Приоткрытые губы прижались к губам Василисы, мягко понежили их, потом забрали в рот, кончик языка раздвинул губы и зубы, защекотал нёбо… Василиса задохнулась от нового, незнакомого чувства. И ведь представляла себе, как обнимет да поцелует Яринушку – а сейчас вдруг страшно стало, и стыдно, и сладко! Теплая рука Ярины сжала девичью грудь, подразнила сосок, мгновенно отвердевший, скользнула на бедро, а потом Ярина коснулась груди Василисы губами.
– Ох, что ж ты делаешь! Яринушка, свет мой, лебедушка моя! Цветок мой лазоревый, – воскликнула Василиса. А Ярина уже подхватила ее на руки, опуская на траву, и целовала то нежную, чувствительную шею, то живот, то грудь, наконец, волосы ее упали на бедра Василисы – Ярина целовала ее в низ живота…
Язык ее пробрался в самое сокровенное; Василиса вскрикивала, стонала от стыда и восторга, пах ее наполнился жаром, и наконец все тело содрогнулось от резкого наслаждения. Бессильно упав на траву, Василиса могла только смотреть на Ярину в лунном свете. Она сидела рядом и внимательно смотрела на Василису – очень внимательно, пристально, будто изучающе.
Взгляды их встретились.
Василиса с трудом приподнялась на локте. Протянула руку…

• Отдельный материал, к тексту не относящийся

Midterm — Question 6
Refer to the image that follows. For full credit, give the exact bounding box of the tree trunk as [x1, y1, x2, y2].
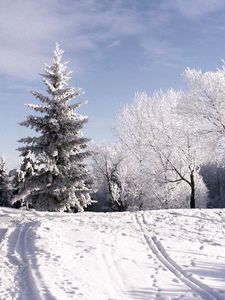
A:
[190, 171, 195, 208]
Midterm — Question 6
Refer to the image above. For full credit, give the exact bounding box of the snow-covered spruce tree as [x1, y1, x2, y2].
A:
[18, 44, 92, 212]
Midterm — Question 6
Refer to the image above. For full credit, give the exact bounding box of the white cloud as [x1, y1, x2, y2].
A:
[0, 0, 142, 80]
[162, 0, 225, 19]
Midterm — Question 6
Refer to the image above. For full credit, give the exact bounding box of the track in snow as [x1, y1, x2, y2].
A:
[135, 213, 224, 300]
[1, 221, 55, 300]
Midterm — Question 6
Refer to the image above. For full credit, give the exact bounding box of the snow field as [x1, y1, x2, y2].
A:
[0, 208, 225, 300]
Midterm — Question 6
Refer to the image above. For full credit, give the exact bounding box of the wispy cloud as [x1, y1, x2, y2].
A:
[162, 0, 225, 20]
[0, 0, 225, 81]
[0, 0, 142, 80]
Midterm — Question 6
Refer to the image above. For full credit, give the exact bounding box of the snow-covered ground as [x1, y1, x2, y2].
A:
[0, 208, 225, 300]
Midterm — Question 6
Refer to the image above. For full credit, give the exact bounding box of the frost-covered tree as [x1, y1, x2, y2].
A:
[115, 90, 208, 208]
[91, 145, 127, 211]
[18, 44, 91, 211]
[12, 150, 38, 208]
[180, 66, 225, 159]
[0, 157, 11, 206]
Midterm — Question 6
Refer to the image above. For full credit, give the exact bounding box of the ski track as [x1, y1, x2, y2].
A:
[0, 220, 55, 300]
[135, 213, 224, 300]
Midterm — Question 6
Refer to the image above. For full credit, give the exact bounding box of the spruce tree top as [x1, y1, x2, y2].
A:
[19, 44, 91, 210]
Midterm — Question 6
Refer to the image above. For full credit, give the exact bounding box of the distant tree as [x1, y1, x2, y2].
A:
[18, 44, 91, 211]
[0, 157, 11, 206]
[180, 66, 225, 160]
[115, 90, 208, 208]
[91, 145, 127, 211]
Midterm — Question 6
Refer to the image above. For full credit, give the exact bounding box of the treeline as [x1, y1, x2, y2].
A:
[0, 45, 225, 212]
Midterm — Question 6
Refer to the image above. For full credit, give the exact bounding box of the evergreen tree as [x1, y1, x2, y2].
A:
[19, 44, 91, 211]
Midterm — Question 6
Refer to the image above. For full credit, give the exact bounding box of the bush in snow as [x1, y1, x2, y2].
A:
[0, 157, 11, 206]
[17, 44, 91, 211]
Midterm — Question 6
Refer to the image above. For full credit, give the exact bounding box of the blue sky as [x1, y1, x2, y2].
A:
[0, 0, 225, 167]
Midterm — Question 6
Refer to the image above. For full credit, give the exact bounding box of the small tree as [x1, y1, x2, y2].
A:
[0, 157, 11, 206]
[92, 145, 127, 211]
[19, 44, 91, 211]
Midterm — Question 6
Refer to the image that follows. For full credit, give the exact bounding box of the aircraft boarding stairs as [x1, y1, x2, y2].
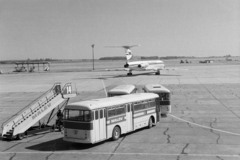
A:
[2, 83, 76, 139]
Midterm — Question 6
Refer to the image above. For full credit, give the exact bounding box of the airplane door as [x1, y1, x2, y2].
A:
[126, 104, 133, 132]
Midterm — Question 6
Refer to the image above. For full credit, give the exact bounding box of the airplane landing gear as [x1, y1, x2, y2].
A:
[127, 72, 132, 76]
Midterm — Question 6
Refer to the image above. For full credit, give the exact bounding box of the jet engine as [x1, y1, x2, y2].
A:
[138, 63, 148, 68]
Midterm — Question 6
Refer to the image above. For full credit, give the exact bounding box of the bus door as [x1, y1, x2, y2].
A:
[155, 98, 161, 122]
[126, 104, 133, 132]
[99, 108, 107, 140]
[93, 109, 106, 142]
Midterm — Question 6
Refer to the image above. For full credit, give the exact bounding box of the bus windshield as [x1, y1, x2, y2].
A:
[158, 93, 170, 100]
[64, 109, 92, 122]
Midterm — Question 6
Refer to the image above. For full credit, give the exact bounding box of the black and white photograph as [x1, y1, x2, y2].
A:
[0, 0, 240, 160]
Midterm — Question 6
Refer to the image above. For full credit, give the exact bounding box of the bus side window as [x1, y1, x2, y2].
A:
[100, 110, 103, 119]
[127, 104, 131, 112]
[95, 111, 98, 120]
[166, 93, 170, 100]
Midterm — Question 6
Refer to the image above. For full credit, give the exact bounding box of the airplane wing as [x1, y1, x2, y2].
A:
[152, 68, 188, 71]
[104, 68, 129, 71]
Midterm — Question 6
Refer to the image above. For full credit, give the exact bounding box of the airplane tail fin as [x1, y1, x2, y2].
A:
[104, 45, 140, 62]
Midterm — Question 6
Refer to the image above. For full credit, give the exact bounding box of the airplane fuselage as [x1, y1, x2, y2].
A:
[125, 60, 165, 71]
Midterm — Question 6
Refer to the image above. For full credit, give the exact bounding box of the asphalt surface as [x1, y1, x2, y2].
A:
[0, 64, 240, 160]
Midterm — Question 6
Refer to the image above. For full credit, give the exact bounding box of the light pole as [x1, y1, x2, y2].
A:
[92, 44, 94, 70]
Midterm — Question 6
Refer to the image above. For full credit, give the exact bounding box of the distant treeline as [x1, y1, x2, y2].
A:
[0, 58, 92, 64]
[99, 56, 195, 60]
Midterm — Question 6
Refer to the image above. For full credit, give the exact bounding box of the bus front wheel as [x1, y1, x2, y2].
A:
[148, 117, 153, 128]
[112, 126, 121, 141]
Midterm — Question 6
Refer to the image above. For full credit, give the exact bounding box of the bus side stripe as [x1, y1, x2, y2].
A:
[63, 122, 93, 130]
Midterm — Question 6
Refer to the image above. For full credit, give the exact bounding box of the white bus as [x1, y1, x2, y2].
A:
[63, 93, 161, 144]
[108, 84, 137, 97]
[143, 84, 171, 115]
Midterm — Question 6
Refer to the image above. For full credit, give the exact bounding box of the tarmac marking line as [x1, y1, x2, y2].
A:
[168, 114, 240, 136]
[0, 151, 240, 157]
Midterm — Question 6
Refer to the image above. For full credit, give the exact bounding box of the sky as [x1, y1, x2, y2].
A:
[0, 0, 240, 60]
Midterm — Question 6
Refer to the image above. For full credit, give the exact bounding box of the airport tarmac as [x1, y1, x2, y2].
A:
[0, 63, 240, 160]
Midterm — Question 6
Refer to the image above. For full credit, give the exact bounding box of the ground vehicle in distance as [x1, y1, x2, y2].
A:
[108, 84, 137, 97]
[143, 84, 171, 115]
[63, 93, 161, 144]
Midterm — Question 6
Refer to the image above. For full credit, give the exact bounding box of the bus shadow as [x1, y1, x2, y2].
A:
[26, 138, 108, 152]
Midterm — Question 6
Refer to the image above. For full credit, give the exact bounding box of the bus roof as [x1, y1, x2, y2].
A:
[144, 84, 170, 93]
[65, 93, 158, 110]
[108, 84, 136, 94]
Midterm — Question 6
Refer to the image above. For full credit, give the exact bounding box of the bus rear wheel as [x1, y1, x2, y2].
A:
[148, 117, 153, 128]
[112, 126, 121, 141]
[17, 133, 23, 140]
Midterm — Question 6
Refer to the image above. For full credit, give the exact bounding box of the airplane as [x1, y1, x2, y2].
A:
[107, 45, 174, 76]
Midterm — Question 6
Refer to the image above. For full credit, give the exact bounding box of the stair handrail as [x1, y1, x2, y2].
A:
[1, 82, 61, 128]
[13, 93, 57, 128]
[61, 82, 77, 94]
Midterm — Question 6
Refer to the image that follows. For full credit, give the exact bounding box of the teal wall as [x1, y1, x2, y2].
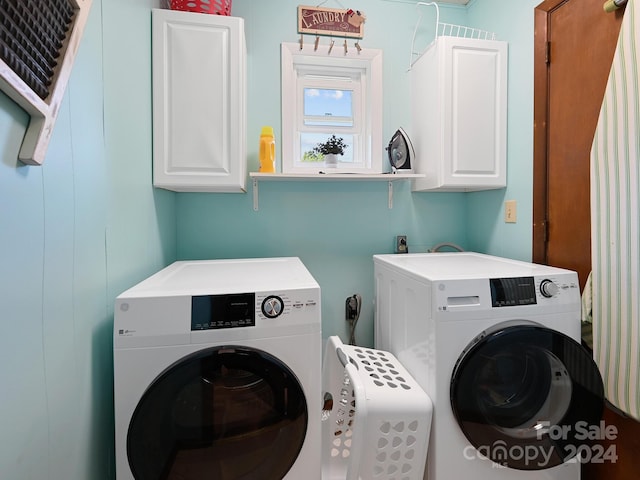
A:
[0, 0, 176, 480]
[0, 0, 534, 480]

Ласкала она неумело, но страсть и нежность подсказывали ей, что делать, а где этого было недостаточно, подсказывала Ярина, то пододвигая ее руку к самым чувствительным местам своего тела, то склоняя ее голову ласковым нажатием ладони. А волоски у нее в паху были такими мягкими, как тополиный пух в начале лета, и пахли летней травой… и ласкать ее там языком оказалось так сладко и приятно…

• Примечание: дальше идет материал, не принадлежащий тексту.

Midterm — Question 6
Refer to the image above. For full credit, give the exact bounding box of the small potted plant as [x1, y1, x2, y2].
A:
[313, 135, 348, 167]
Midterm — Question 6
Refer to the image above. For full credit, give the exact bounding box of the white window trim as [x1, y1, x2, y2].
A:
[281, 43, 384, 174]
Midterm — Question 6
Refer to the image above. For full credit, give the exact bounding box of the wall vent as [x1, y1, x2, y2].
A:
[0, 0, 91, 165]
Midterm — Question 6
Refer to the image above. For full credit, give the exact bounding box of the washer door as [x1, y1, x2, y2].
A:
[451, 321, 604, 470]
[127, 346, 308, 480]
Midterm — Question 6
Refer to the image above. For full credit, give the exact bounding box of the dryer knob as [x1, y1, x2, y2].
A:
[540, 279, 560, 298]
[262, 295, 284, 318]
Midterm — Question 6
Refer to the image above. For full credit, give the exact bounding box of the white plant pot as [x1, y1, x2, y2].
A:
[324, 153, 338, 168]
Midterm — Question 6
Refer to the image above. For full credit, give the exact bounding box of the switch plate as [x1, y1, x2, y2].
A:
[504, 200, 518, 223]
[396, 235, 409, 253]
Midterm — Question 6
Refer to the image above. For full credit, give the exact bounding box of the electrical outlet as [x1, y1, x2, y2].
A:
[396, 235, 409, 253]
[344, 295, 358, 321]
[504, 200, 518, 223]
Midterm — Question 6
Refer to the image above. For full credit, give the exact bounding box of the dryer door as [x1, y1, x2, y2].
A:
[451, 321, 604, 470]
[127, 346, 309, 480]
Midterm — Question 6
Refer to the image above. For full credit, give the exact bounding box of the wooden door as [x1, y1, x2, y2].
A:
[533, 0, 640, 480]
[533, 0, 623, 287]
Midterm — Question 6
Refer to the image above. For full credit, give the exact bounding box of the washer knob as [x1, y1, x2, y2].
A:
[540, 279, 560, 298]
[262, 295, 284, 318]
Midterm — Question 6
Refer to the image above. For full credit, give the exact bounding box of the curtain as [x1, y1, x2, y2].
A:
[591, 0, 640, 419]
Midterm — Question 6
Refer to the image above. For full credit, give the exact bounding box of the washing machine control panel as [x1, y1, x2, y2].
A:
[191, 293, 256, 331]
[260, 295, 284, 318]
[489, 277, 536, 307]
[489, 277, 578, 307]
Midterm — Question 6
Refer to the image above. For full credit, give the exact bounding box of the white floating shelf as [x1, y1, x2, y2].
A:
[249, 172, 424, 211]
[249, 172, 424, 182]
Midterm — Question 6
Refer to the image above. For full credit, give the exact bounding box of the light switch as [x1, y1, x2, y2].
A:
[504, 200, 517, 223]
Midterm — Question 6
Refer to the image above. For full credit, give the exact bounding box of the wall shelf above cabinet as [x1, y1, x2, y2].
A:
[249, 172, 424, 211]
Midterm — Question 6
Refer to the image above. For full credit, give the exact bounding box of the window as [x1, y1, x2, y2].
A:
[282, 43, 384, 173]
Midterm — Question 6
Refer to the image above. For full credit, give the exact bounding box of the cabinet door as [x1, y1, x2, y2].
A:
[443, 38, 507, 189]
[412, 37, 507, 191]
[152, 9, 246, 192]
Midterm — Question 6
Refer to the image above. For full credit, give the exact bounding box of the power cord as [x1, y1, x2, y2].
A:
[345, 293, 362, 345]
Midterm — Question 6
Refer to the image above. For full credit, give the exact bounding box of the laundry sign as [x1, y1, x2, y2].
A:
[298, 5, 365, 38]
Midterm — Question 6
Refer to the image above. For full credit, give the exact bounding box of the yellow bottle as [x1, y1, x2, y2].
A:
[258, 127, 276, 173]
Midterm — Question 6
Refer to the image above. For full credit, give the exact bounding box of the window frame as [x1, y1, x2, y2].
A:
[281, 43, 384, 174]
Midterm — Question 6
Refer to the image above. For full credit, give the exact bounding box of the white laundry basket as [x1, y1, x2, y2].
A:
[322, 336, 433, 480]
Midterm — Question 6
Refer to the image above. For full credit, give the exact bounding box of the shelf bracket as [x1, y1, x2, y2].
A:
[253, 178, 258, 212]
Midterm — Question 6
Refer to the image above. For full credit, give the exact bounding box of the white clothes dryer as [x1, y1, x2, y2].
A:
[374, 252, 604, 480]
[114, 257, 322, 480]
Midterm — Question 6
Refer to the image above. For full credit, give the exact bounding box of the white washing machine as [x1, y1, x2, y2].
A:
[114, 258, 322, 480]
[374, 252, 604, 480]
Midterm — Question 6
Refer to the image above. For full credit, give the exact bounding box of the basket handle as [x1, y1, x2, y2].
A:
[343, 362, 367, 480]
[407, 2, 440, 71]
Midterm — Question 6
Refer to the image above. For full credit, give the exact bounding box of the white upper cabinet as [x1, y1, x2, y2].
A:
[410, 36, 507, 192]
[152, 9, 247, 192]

Занимался рассвет. Откуда-то издалека послышался петушиный крик. Первый… второй… третий…
На миг, не больше, Ярина изменилась. Перед Василисой снова стояла древняя старуха – прямая и суровая, с истончившейся морщинистой кожей и ссохшимися руками, с крючковатым носом и запавшим безгубым ртом. Но уже через миг старуха снова стала ее родной, ее любимой Яриной, такой прекрасной и желанной, такой полногрудой и яснобровой.
«Небывшее сделать будущим», – припомнила Василиса. Власть сделать небывшее будущим дана женщине с рождения.
Теперь Василиса знала, что лишь Ярина может сделать будущее – небывшим. Но это больше не пугало ее и не удивляло. Свою власть Ярина употребляла только на добро.
– И я стану такой, как ты, Яринушка, – в который раз про себя повторила Василиса.